Florencia, que actualmente cuenta con unos
setecientos mil habitantes, está situada al pie de los Montes Apeninos, en un
punto en el que la autopista que va hasta Pisa se cruza con otra que comunica
Roma con Lombardía. La ciudad está atravesada por el río Arno y ambas orillas
se comunican por diez puentes, incluido el de la autopista Greve-Arezzo-Roma.
Algunos de estos puentes históricos como el “delle Grazia” y “della Trinitá”
fueron destruidos durante la
Segunda Guerra Mundial y reconstruidos después. Pero el Ponte
Vechio, el más antiguo de todos, y cercano a la Galleria degli Uffizi, siempre está lleno de pintores, bailarinas y músicos
callejeros de cualquier parte del mundo. Todavía se conserva, tal cual;
coronado por diminutas viviendas que
tienen unas ventanas eternamente adornadas con flores sobre el agua.
Para seleccionar los monumentos más
interesantes de Florencia habría que establecer una rigurosísima
“eliminatoria”. En los pocos días que pasé allí apenas pude ver, deprisa, el David
de Miguel Ángel en la gran escalinata del Palazzio, la iglesia románica de San
Miniato al Monte, la Puerta del
Paraíso, la Piazza
della Signoria, el Palazzio Vechio, el Palazzio
Pitti, la Iglesia della Santa Croce, el Convento de San Marcos
(convertido en Museo de Fra Angélico) y el Palazzio de los Medici-Ricardi.
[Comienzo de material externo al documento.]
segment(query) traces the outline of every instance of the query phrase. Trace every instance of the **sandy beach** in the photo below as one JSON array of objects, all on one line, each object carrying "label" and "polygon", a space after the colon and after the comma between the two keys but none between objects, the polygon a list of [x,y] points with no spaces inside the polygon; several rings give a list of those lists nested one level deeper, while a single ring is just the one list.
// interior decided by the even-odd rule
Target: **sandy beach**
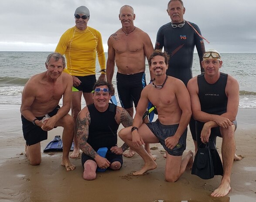
[{"label": "sandy beach", "polygon": [[[67,172],[61,166],[62,153],[42,152],[39,166],[29,164],[24,155],[19,105],[0,105],[0,202],[241,202],[256,201],[256,109],[239,109],[236,132],[236,153],[244,158],[234,162],[231,175],[232,190],[228,195],[214,198],[210,194],[218,187],[221,176],[203,180],[186,171],[175,183],[164,181],[165,159],[160,144],[151,144],[157,157],[157,168],[142,176],[133,176],[143,161],[137,154],[123,158],[122,169],[97,173],[96,180],[82,178],[79,158],[71,160],[76,166]],[[42,152],[62,129],[48,133],[48,139],[41,142]],[[187,147],[194,151],[191,135]],[[119,140],[118,145],[123,142]],[[220,151],[221,139],[217,139]]]}]

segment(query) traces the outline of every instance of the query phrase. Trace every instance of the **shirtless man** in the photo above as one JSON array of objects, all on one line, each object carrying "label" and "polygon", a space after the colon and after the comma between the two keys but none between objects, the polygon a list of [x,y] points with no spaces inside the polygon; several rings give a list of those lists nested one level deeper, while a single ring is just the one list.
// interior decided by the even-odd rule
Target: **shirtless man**
[{"label": "shirtless man", "polygon": [[[184,158],[187,126],[191,117],[189,94],[181,80],[166,75],[168,56],[155,50],[149,59],[155,79],[141,92],[133,127],[122,129],[119,137],[143,159],[145,164],[134,175],[142,175],[155,169],[157,164],[142,146],[145,143],[160,142],[167,151],[165,179],[174,182],[191,169],[193,154],[188,151]],[[156,106],[158,119],[154,122],[142,123],[142,116],[150,101]]]},{"label": "shirtless man", "polygon": [[[122,106],[132,117],[133,116],[133,102],[137,109],[141,90],[146,85],[146,57],[148,60],[154,50],[148,34],[134,26],[135,19],[135,14],[132,7],[125,5],[121,7],[119,20],[122,23],[122,28],[109,38],[106,66],[107,81],[111,83],[116,60],[119,99]],[[145,147],[152,156],[149,145],[146,145]],[[130,149],[128,153],[123,155],[127,157],[131,157],[134,153],[133,151]],[[154,158],[153,156],[152,158]]]},{"label": "shirtless man", "polygon": [[[61,165],[67,171],[75,166],[68,159],[74,136],[73,118],[68,113],[72,99],[72,77],[62,73],[65,68],[65,59],[60,54],[51,53],[45,62],[47,70],[31,77],[22,92],[21,120],[26,140],[27,156],[32,166],[41,161],[40,142],[47,139],[47,132],[54,128],[62,126],[63,153]],[[63,105],[58,103],[63,96]],[[42,119],[46,114],[50,118]]]},{"label": "shirtless man", "polygon": [[[114,89],[112,85],[105,81],[98,81],[93,89],[94,103],[81,111],[76,123],[77,139],[83,151],[81,159],[83,178],[87,180],[96,178],[97,166],[115,170],[121,168],[122,154],[128,146],[125,143],[121,147],[116,146],[117,129],[120,123],[124,127],[133,123],[133,119],[126,110],[109,103]],[[102,147],[108,148],[106,158],[97,153]]]},{"label": "shirtless man", "polygon": [[[189,80],[188,89],[191,99],[193,116],[196,120],[198,146],[217,136],[222,139],[222,155],[223,176],[218,188],[211,195],[226,195],[231,189],[230,175],[236,156],[234,133],[236,117],[239,104],[239,86],[230,75],[222,73],[219,69],[222,61],[219,53],[213,49],[203,55],[202,65],[205,74]],[[198,131],[199,132],[198,132]]]}]

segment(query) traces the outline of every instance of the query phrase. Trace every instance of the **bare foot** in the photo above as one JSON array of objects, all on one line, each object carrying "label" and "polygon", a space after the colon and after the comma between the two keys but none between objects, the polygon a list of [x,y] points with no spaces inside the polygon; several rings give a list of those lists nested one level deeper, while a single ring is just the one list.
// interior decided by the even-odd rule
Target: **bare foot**
[{"label": "bare foot", "polygon": [[74,148],[74,151],[69,157],[72,159],[76,159],[79,157],[80,155],[80,149],[75,149]]},{"label": "bare foot", "polygon": [[127,158],[131,158],[133,156],[134,154],[135,154],[135,152],[130,149],[128,152],[123,154],[124,156]]},{"label": "bare foot", "polygon": [[193,152],[191,150],[188,151],[188,154],[187,155],[190,156],[190,158],[189,159],[189,160],[188,161],[188,162],[187,165],[187,167],[186,167],[186,170],[191,170],[192,169],[192,166],[193,166],[193,162],[194,159],[194,154],[193,153]]},{"label": "bare foot", "polygon": [[154,161],[150,161],[150,162],[145,164],[142,168],[139,171],[137,171],[133,173],[133,176],[139,176],[145,173],[146,172],[151,170],[154,170],[157,166],[157,163]]},{"label": "bare foot", "polygon": [[153,159],[153,161],[155,161],[156,159],[157,159],[156,158],[156,157],[154,156],[153,155],[152,155],[152,154],[151,153],[151,152],[149,152],[148,153],[148,154],[149,155],[149,156],[150,156],[150,157],[151,157],[151,158]]},{"label": "bare foot", "polygon": [[61,162],[61,166],[65,166],[65,168],[66,168],[66,170],[67,171],[73,170],[75,169],[75,166],[72,164],[69,161],[69,159],[62,159],[62,161]]},{"label": "bare foot", "polygon": [[241,156],[237,156],[236,154],[235,154],[235,156],[234,156],[234,161],[240,161],[242,159],[243,157]]},{"label": "bare foot", "polygon": [[229,183],[222,182],[219,186],[214,190],[211,195],[214,197],[225,196],[229,193],[231,189],[231,188]]},{"label": "bare foot", "polygon": [[[92,168],[91,167],[92,166]],[[97,165],[89,165],[89,163],[85,163],[85,169],[83,177],[86,180],[92,180],[96,178],[96,169]]]}]

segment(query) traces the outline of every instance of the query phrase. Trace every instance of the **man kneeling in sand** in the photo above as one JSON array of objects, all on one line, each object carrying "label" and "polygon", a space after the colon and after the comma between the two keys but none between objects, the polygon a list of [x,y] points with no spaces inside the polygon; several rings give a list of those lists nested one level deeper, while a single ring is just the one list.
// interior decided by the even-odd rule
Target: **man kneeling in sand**
[{"label": "man kneeling in sand", "polygon": [[[74,136],[74,124],[68,113],[72,99],[72,77],[62,73],[65,58],[60,54],[51,53],[45,62],[46,71],[31,77],[22,93],[21,120],[26,140],[27,156],[33,166],[41,161],[40,142],[47,139],[48,131],[57,126],[64,128],[63,153],[61,165],[72,170],[68,154]],[[63,105],[58,103],[63,96]],[[46,115],[50,118],[44,119]]]},{"label": "man kneeling in sand", "polygon": [[[142,175],[157,167],[142,146],[160,142],[167,152],[165,179],[174,182],[186,168],[191,169],[193,163],[191,151],[182,159],[191,112],[189,95],[184,83],[166,75],[168,59],[165,52],[159,50],[150,56],[149,63],[155,79],[142,90],[133,127],[122,129],[119,135],[145,162],[141,169],[134,172],[134,175]],[[156,106],[158,119],[154,122],[142,123],[149,101]]]},{"label": "man kneeling in sand", "polygon": [[[125,143],[121,147],[116,146],[117,129],[120,123],[124,127],[133,123],[133,119],[124,109],[109,103],[114,92],[112,84],[99,80],[93,89],[94,103],[79,112],[76,123],[77,140],[83,152],[83,178],[87,180],[96,178],[97,166],[103,169],[121,168],[123,152],[129,146]],[[108,149],[106,158],[97,153],[102,147]]]}]

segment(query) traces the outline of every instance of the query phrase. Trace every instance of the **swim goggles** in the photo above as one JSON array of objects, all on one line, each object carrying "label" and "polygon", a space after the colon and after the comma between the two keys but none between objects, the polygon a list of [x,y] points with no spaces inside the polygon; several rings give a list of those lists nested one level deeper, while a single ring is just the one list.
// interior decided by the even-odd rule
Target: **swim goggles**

Dediqué un poco más de tiempo al
Palazzio degli Uffizi (la galería de arte más importante de Italia) y
al Duomo
(catedral) de Santa Maria del Fiore, cuyos relieves de la cantería son
obra de Donatello. Su “campanille” es obra del Giotto y su cúpula cubierta por
mármoles de diferentes colores es del arquitecto Brunelleschi. El baptisterio
-gigantesco, igual que el de Pisa- es una obra de arte casi tan grande como la
propia catedral. Dentro, bajo su cúpula, pude escuchar la perfecta sonoridad de
los coros polifónicos. Uno recomendaría, también, visitar la Iglesia de Santa
Maria Novella y la de San Lorenzo, que es la más antigua
-del sigloIV- y tiene las tumbas de los Médicis, obra de Miguel Ángel.
Nadie
debería perderse una subida al
pueblecito de Fiesole -que está
situado al nordeste, sobre un monte cercano a Florencia lleno de pinos, y que
ya ha sido absorbido como barrio de la ciudad. Contemplar, al atardecer, con el
crepúsculo, la perspectiva que ofrece
Florencia coronada por miles de tejas tostadas por el horno del tiempo y en la
que relucen docenas de cúpulas que parecen de oro no tiene precio. Quizá sólo
he vuelto a ver una imagen parecida algún tiempo después, en Praga. Claro que
en Praga el sol es centroeuropeo y tímido; y por eso pide permiso para calentar
a las gentes. En cambio, en aquella Florencia del inmisericorde “ferragosto”
tuve entonces la sensación de encontrarme de visita en el interior de una olla
hirviendo. Eso sí, una olla de oro de veinticuatro quilates.